期刊名称:Proceedings of the National Academy of Sciences
印刷版ISSN:0027-8424
电子版ISSN:1091-6490
出版年度:1993
卷号:90
期号:5
页码:2010-2014
DOI:10.1073/pnas.90.5.2010
语种:English
出版社:The National Academy of Sciences of the United States of America
摘要:The recognition of the acceptor stem of tRNA(Gln) is an important element ensuring the accuracy of aminoacylation by Escherichia coli glutaminyl-tRNA synthetase (GlnRS; EC 6.1.1.18 ). On the basis of known mutations and the crystal structure of the tRNA(Gln).GlnRS complex, we mutagenized at saturation two motifs in the acceptor end binding domain of GlnRS. Mutants with lowered tRNA specificity were then selected in vivo by suppression of a glutamine-specific amber mutation (lacZ1000) with an amber suppressor tRNA derived from tRNA(1Ser). The mischarging GlnRS mutants obtained in this way retain the ability to charge tRNA(Gln), but in addition, they misacylate a number of noncognate amber suppressor tRNAs. The critical residues responsible for specificity are Arg-130 and Glu-131, located in a part of GlnRS that binds the acceptor stem of tRNA(Gln).

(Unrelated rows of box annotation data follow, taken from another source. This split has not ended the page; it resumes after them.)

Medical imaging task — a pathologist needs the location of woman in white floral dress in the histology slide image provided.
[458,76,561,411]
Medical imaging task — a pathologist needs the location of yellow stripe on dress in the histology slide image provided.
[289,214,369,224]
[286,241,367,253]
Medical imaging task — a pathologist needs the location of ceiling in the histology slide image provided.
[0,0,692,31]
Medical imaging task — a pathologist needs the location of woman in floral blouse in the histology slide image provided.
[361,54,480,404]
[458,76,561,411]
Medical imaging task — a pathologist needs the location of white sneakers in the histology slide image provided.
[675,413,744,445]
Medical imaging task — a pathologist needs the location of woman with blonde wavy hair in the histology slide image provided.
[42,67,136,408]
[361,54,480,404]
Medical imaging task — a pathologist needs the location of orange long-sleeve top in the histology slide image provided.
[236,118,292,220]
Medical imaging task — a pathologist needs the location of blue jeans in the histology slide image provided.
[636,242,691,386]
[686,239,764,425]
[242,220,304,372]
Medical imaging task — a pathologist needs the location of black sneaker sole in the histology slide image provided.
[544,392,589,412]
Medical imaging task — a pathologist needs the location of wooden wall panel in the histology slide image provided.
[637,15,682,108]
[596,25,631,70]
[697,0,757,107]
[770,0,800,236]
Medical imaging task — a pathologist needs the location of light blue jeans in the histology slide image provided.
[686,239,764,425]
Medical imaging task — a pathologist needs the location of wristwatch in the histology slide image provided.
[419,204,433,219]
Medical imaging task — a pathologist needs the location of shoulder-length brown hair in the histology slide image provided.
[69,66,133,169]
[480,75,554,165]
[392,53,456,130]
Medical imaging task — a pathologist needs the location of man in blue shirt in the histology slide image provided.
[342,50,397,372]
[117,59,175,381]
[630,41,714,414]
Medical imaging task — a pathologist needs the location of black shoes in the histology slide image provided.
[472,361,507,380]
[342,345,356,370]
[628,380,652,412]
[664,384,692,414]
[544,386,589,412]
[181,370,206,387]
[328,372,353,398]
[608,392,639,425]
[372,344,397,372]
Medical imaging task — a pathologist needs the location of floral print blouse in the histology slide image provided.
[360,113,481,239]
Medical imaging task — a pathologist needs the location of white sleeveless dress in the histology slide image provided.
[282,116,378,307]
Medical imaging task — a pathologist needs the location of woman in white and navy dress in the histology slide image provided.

On the basis of the spectrum of tRNAs capable of being misacylated by such mutants we propose that, in addition to taking part in productive interactions, the acceptor end binding domain contributes to recognition specificity by rejecting noncognate tRNAs through negative interactions. Analysis of the catalytic properties of one of the mischarging enzymes, GlnRS100 (Arg-130-->Pro, Glu-131-->Asp), indicates that, while the kinetic parameters of the mutant enzyme are not dramatically changed, it binds noncognate tRNA(Glu) more stably than the wild-type enzyme does (Kd is 1/8 that of the wild type). Thus, the stability of the noncognate complex may be the basis for mischarging in vivo.